Ein GPS-Gerät* speichert beim Geotagging die Lagekoordinaten des Photostandorts simultan zu unserem Druck auf den Auslöser .
Die Bestimmung der eigenen Lagekoordinaten ist möglich, indem das GPS-Gerät gleichzeitig die Positionsdaten von mehreren GPS-Satelliten empfängt. Die blitzschnell errechneten Lagekoordinaten werden - je nach Aufbau des Photo-GPS-Systems bzw. Hersteller - während der Aufnahme oder per Software nach der Aufnahme in die Exif-Daten des Digitalphotos geschrieben, so dass das Photo eindeutig und exakt verortet ist.
Seit Ende des letzten Jahres steht mit dem JOBO photoGPS nun endlich auch ein miniaturisiertes GPS-Gerät auf dem Markt zur Verfügung, welches - aufgesteckt auf den Blitzschuh einer Digitalkamera - auch für das E-System ein zuverlässiges und geradezu luxuriöses Geotagging ermöglicht.

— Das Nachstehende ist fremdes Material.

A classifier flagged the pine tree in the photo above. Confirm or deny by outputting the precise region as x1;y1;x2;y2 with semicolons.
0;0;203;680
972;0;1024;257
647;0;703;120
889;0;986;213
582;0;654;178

Aber lest selbst: Im Anhang findet Ihr meinen Praxisbericht.
Anmerkung: Den Praxistest mache ich Euch aus freien Stücken als Erfahrungswert und eventuelle Entscheidungshilfe hier zugänglich. Ich darf betonen, dass ich das JOBO photoGPS als unabhängiger Tester für drei Wochen leihweise testen durfte, ohne dass ich durch die Veröffentlichung meiner Erfahrungen einen finanziellen oder materiellen Vorteil habe.
Gruß,
Ulf.
* Solche Empfänger im amerikanischen Global Positioning System sind z.B. auch herkömmliche Navigationsgeräte!